Conclusion: Linezolid-resistant/intermediate E. faecalis associated with urinary tract infections of patients in this hospital setting from China might be explained by the high carriage frequency of optrA genes and moreover, indwelling catheter and trachea cannula should be considered as the independent predictors of linezolid-resistant/intermediate E. faecalis infections. The transmission mechanism of linezolid-resistant/intermediate E. faecalis in this hospital setting should be further studied.
Enterococcus faecalis has been widely considered as the commensal inhabitants of the intestinal tract of both humans and animals (1). E. faecalis is the most prevalent species of Enterococcus genus that is isolated from the clinical specimens among human hosts with a series of infectious diseases, such as sepsis, abdominal infections, endocarditis, cholecystitis, peritonitis, and neonatal meningitis (2). Moreover, E. faecalis has been regarded as one of the major pathogens from patients with the urinary tract infection (UTI) in clinics worldwide (3, 4). Because of the inherent resistance of E. faecalis to several antibiotic agents and their natural competence for acquired resistance, the treatment difficulty of E. faecalis infections has gradually increased in recent years (5). Linezolid, the first synthetic antimicrobial agent of oxazolidinone class, inhibits the initial ribosome assembly and protein synthesis of multiple gram-positive bacteria species by targeting the 50S ribosome subunits and impacting its binding affinity with formylmethionyl-tRNA (6). Due to its broad antimicrobial spectrum, linezolid has been widely used as one of the most important options for the treatment of infectious diseases caused by multi-drug resistant gram-positive pathogens, especially including methicillin-resistant Staphylococcus aureus (MRSA), vancomycin-resistant enterococci (VRE), penicillin-resistant streptococci and mycobacteria (7). In recent years, with the widespread application of linezolid in clinics, the gradual increasing reports of linezolid resistant gram-positive pathogens highlights the enhanced risk of linezolid resistance transmission (8, 9). Our previous data indicated the possible presence of high frequency of linezolid resistance in E. faecalis clinical isolates. However, the frequency and clinical significance of linezolid-resistant/intermediate E. faecalis in patients with UTI remains elusive (10).

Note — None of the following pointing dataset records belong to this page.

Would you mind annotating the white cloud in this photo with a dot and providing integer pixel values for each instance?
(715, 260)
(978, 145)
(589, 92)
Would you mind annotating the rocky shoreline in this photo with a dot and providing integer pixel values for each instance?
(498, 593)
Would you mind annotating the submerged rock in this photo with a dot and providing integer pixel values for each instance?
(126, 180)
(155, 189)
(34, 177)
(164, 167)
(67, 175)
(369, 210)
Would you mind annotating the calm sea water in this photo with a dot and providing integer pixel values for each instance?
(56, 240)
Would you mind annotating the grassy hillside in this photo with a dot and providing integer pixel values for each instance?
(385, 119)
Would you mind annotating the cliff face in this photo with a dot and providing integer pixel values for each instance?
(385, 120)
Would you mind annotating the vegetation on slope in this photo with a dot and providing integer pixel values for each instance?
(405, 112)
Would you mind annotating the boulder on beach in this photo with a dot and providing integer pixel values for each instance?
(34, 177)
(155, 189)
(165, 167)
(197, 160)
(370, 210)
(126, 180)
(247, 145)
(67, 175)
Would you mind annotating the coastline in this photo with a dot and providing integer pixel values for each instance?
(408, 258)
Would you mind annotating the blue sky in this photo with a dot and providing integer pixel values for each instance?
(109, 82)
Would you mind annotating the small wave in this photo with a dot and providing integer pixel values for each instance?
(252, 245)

In this study, the E. faecalis clinical isolates from the patients with UTI were collected from a tertiary hospital in China. Subsequently, the clinical data of the patients with UTI was further analyzed. The antimicrobial susceptibility of linezolid and tedizolid was determined by agar dilution. The resistance genes, including erm(A), erm(B), erm(C), tet(M), the domain V region of the 23S rRNA gene, cfr, cfr(B), poxtA, as well as optrA and several commonly detected virulence factors were investigated by PCR. The ST genotype was determined by detecting MLST-based housekeeping genes and their relationship with linezolid-resistant/intermediate E. faecalis infections was further analyzed.
Materials and Methods
Bacterial Isolates and Patients Clinical Data
A total of 115 non-duplicate clinical E. faecalis UTI isolates were collected from January 1, 2010 to September 30, 2015 in Nanshan People's Hospital (A teaching hospital) of Shenzhen, China(It is a grade A class three general hospital located in Nanshan District, Shenzhen, with more than 1,300 open beds). E. faecalis clinical strains were isolated from the urine samples and identified by the VITEK 2 system (BioMérieux, Marcyl'Etoile, France). Species-appropriate quality control strains were used to ensure laboratory standards, as directed by the Clinical and Laboratory Standards Institute (CLSI 2020) (11). E. faecalis ATCC29212 and OG1RF (ATCC47077), obtained from the American Type Culture Collection (ATCC), were used as quality control strains. Patient clinical data including age, gender, admission to intensive care unit (ICU), venous catheter, indwelling catheter, D-J tube catheter, trachea cannula catheter and antibiotics therapy, were collected from hospital information system. E. faecalis clinical isolates of inpatients in Nanshan People's Hospital were analyzed retrospectively and approved by the institutional ethical committee of Shenzhen Nanshan people's hospital. This trial followed the ethical principles of the Declaration of the Chinese Ethical Guidelines. All procedures involving human participants were performed in accordance with the ethical standards of Shenzhen University and the 1964 Helsinki declaration and its later amendments or comparable ethical standards.
Antibiotic Susceptibility Testing
The antimicrobial susceptibility of several commonly-used antibiotics, such as tetracycline, erythromycin, vancomycin, minocycline, tigecycline, vancomycin, tedizolid, linezolid and doxycycline in E. faecalis were automatically tested through VITEK 2 Compact system (BioMérieux, France). The susceptibility breakpoints of these antibiotics in E. faecalis were recommended by CLSI 2020 (11). The MIC values of linezolid, tedizolid and tigecycline were further determined by agar dilution according to related reports (10, 12, 13). The linezolid susceptible breakpoint recommended in E. faecalis by CLSI was adopted: ≤ 2 μg/mL for susceptibility, 4 μg/mL for intermediate status, and ≥8 μg/mL for resistance. The susceptible breakpoint of tedizolid to E. faecalis was defined as MIC ≤ 0.5 μg/mL (11). The MIC breakpoints for tigecycline recommended by the European Committee on Antimicrobial Susceptibility Testing (EUCAST), the strains with MIC > 0.25 μg/mL was classified as resistant to tigecycline (14).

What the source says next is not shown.